Fabrice Luchini : "Il y a aujourd’hui un esprit de sérieux, de gravité, où l’espièglerie et l’humour ne sont plus praticables"

34 min
À retrouver dans l'émission

Que nous dit le théâtre en temps de crise ? Conversation sur l'époque, avec le comédien Fabrice Luchini.

Une salle de théâtre vide
Une salle de théâtre vide Crédits : BERTRAND GUAY - AFP

"C'est terrifiant, c'est morbide, c'est sordide" : ainsi s'exprimait Fabrice Luchini sur Tweeter au sujet de l'annonce du couvre-feu, la semaine dernière. Un arrêt de mort pour la monde de la culture, notamment celui du théâtre. Le comédien évoque aussi la pièce de Jules Romains, Knock ou le Triomphe de la médecine, pour parler du monde d'aujourd'hui. Face à cela, quel est le rôle de l'artiste, et en particulier celui de l'homme de théâtre, dans la Cité ?

Il y a aujourd’hui un esprit de sérieux, de gravité, où l’espièglerie et l’humour ne sont plus praticables. (Fabrice Luchini)

Je n’ai pas les compétences pour savoir si le gouvernement prend les bonnes décisions. J’ai eu un petit mouvement d’humeur, c’est tout, en utilisant l’humour de la pièce de Jules Romains. (Fabrice Luchini)

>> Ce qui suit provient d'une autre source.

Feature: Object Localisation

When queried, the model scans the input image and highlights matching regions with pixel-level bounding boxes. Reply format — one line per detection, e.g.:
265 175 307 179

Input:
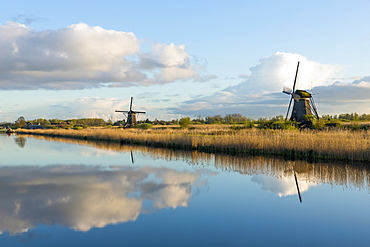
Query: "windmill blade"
293 168 302 203
130 97 133 111
130 150 134 164
292 93 301 102
293 61 299 93
283 87 292 94
285 96 293 122
310 97 320 119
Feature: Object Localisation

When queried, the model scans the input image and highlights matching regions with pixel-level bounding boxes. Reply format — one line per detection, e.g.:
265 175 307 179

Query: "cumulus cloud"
168 52 370 118
0 166 207 234
0 22 211 90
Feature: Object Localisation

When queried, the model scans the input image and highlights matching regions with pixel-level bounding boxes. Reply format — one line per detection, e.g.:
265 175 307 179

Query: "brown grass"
17 126 370 161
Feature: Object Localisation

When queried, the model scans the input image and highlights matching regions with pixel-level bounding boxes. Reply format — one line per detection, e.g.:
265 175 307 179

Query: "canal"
0 134 370 247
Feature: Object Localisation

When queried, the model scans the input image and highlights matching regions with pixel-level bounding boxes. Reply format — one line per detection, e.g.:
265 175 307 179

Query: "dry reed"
17 128 370 161
15 135 370 190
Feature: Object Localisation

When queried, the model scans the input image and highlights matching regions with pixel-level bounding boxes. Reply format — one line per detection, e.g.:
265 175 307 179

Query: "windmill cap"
295 89 312 98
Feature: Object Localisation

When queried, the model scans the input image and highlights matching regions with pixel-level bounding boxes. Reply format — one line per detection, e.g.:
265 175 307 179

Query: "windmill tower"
283 62 319 123
115 97 146 127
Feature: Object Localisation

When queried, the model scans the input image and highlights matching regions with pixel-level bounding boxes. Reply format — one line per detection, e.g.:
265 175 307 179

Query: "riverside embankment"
17 127 370 162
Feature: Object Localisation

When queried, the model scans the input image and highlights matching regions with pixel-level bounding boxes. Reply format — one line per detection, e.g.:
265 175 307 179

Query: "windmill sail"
283 62 319 123
115 97 146 127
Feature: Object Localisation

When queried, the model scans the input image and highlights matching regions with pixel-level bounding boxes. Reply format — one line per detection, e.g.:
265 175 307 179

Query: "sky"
0 0 370 122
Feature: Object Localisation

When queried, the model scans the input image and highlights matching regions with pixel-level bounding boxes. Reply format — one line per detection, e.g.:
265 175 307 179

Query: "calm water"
0 134 370 247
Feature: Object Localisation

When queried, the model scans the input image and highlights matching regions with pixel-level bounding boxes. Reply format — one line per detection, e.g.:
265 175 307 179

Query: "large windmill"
283 62 319 124
115 97 146 127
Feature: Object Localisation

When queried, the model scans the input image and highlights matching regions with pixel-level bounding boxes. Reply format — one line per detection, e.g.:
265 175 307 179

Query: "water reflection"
14 137 26 148
18 133 370 191
0 165 212 234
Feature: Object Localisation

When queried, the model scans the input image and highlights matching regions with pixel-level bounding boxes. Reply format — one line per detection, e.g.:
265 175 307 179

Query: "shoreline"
15 129 370 162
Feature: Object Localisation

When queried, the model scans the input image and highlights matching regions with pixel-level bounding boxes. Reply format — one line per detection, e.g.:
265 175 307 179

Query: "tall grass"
18 128 370 161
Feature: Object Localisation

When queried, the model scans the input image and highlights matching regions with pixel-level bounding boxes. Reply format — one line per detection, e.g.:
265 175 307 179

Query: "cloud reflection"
0 166 212 234
252 175 316 197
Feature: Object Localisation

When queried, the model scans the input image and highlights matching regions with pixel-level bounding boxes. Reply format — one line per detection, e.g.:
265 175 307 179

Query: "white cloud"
0 22 211 90
169 52 370 118
252 175 316 197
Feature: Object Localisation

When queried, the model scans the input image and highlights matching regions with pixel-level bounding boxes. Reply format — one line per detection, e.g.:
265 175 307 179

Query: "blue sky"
0 0 370 121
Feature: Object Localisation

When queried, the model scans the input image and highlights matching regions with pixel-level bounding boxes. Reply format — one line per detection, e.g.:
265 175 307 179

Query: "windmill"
283 62 319 126
115 97 146 127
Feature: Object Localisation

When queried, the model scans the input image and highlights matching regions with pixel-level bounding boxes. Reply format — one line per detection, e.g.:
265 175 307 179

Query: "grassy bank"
17 127 370 161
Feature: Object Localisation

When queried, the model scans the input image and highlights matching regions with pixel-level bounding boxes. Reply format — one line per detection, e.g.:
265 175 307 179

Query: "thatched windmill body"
283 62 319 123
115 97 146 127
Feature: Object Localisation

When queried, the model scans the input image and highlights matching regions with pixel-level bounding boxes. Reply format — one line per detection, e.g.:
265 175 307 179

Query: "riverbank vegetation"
1 114 370 161
17 125 370 161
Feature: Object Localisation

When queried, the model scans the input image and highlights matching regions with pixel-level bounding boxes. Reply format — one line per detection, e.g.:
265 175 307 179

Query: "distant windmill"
115 97 146 127
283 62 319 124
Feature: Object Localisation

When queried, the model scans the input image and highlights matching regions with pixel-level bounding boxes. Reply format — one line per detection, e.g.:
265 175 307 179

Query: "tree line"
0 113 370 128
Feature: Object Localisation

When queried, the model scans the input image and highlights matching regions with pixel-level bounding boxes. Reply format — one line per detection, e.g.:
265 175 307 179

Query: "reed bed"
13 135 370 190
17 128 370 161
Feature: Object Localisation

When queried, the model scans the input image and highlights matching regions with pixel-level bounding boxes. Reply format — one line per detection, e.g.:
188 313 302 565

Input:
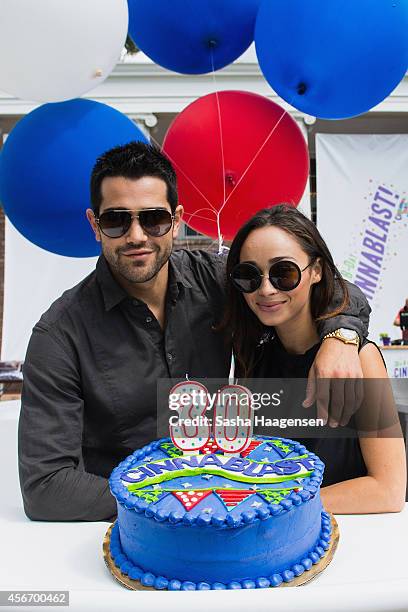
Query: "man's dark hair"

Depuis les origines du théâtre, dans l'Antiquité grecque, le spectacle est un lieu lié à l'exercice de la citoyenneté puisqu'il correspond à des fêtes religieuses en l'honneur de Dionysos et naît en parallèle de la démocratie. Plus récemment, d'autres hommes de théâtre au cœur de l'univers de Fabrice Luchini ont exploré les liens qui unissent vie théâtrale et vie sociale. On peut d'abord penser à Albert Camus et à un passage de La Peste (1947) dans lequel a lieu une représentation théâtrale dans la ville d'Oran alors en pleine épidémie de peste. D'ailleurs, le roman d'Albert Camus a connu un regain en termes de vente pendant la crise sanitaire : les Français puisent-ils dans leur patrimoine littéraire de grands textes pour trouver des réponses en temps troublés ?

Pendant le confinement, j’ai fait tous les trois jours une fable de La Fontaine. La Peste de Camus, je l’ai relue pendant cette période-là. (Fabrice Luchini)

Autre grande figure pour Fabrice Luchini : celle de Louis Jouvet, et d'un théâtre, via le Cartel des Quatre, qui promeut les grands textes littéraires auprès d'un public de plus en plus large. Louis Jouvet est aussi celui qui a prononcé le fameux "Au théâtre on joue, au cinéma on a joué", phrase qui nous rappelle que l'art de la scène se joue dans l'instantané, l'incarnation, la présence, le corps... Autant de choses qui nous interpellent en période de crise sanitaire, alors que l'espace social se voit envahi par la distanciation et les gestes barrières. 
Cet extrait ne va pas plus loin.